The cause was an apparent heart attack, said his wife, Laura Simmons.
Mr. Simmons, who visited all seven continents, once said he was inspired by the “grandeur” of scenes of vastness and desolation, particularly the barren landscapes in Antarctica. Other examples of his work depicted the Russian naval fleet in Vladivostok and a graveyard for World War II planes in the Arizona desert.
Christopher DeWitt Simmons was a native of Huntington, N.Y., and a 1990 fine arts graduate of Tufts University in Medford, Mass. He also received a certificate, with a concentration in painting and drawing, from the School of the Museum of Fine Arts in Boston. The museum school awarded him its highest artistic prize, the Boit Award, in his first year.
He settled in the Washington area in 1990 and briefly was an art teacher, truant officer and faculty sponsor for the cheerleading squad at Surrattsville High School in Clinton, Md.

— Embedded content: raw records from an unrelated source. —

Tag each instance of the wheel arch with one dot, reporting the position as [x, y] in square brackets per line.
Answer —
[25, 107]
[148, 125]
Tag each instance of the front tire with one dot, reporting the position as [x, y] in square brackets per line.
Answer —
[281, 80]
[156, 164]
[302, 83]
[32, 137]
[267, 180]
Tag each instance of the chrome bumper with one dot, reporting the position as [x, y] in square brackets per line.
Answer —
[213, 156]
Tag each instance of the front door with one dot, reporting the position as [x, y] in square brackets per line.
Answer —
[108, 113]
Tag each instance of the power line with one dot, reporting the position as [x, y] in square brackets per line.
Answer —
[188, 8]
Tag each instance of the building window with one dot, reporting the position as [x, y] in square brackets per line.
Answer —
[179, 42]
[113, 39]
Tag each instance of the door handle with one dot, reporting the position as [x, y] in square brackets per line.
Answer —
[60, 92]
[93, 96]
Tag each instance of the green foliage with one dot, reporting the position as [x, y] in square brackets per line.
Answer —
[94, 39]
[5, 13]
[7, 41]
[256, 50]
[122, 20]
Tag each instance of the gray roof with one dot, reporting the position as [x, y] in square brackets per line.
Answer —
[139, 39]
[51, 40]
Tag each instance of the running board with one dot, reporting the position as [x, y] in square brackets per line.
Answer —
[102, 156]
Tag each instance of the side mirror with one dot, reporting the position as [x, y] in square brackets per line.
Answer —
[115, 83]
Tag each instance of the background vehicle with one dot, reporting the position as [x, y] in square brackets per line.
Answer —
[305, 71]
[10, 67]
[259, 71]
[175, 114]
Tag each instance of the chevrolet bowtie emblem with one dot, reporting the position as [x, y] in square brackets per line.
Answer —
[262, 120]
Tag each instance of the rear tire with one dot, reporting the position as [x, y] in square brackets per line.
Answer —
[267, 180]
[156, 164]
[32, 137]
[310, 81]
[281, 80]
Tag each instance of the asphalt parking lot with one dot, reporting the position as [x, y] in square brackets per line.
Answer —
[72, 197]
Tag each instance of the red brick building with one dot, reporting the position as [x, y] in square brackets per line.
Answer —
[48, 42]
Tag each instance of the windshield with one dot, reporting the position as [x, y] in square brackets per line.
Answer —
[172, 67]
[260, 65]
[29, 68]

A homemaker since the early 1990s, he coached his daughter’s lacrosse team in the Fort Hunt area of Fairfax County and, as a parent volunteer, helped expand the Belle Haven Country Club swim team in Fairfax County.
He did fundraising work at St. Stephen’s & St. Agnes School, an Episcopal preparatory school in Alexandria, and at St. John’s College High School in Washington. His memberships included St. Paul’s Episcopal Church in Alexandria and Belle Haven Country Club. He had a second home in Martha’s Vineyard, Mass.
Survivors include his wife of 25 years, Laura McIntosh Simmons, and their two children, Tucker Simmons and Charlotte Simmons, all of Alexandria; his father, Richard D. Simmons, a former president of The Washington Post Co., of Alexandria; and a sister, Robin Turner of Arlington.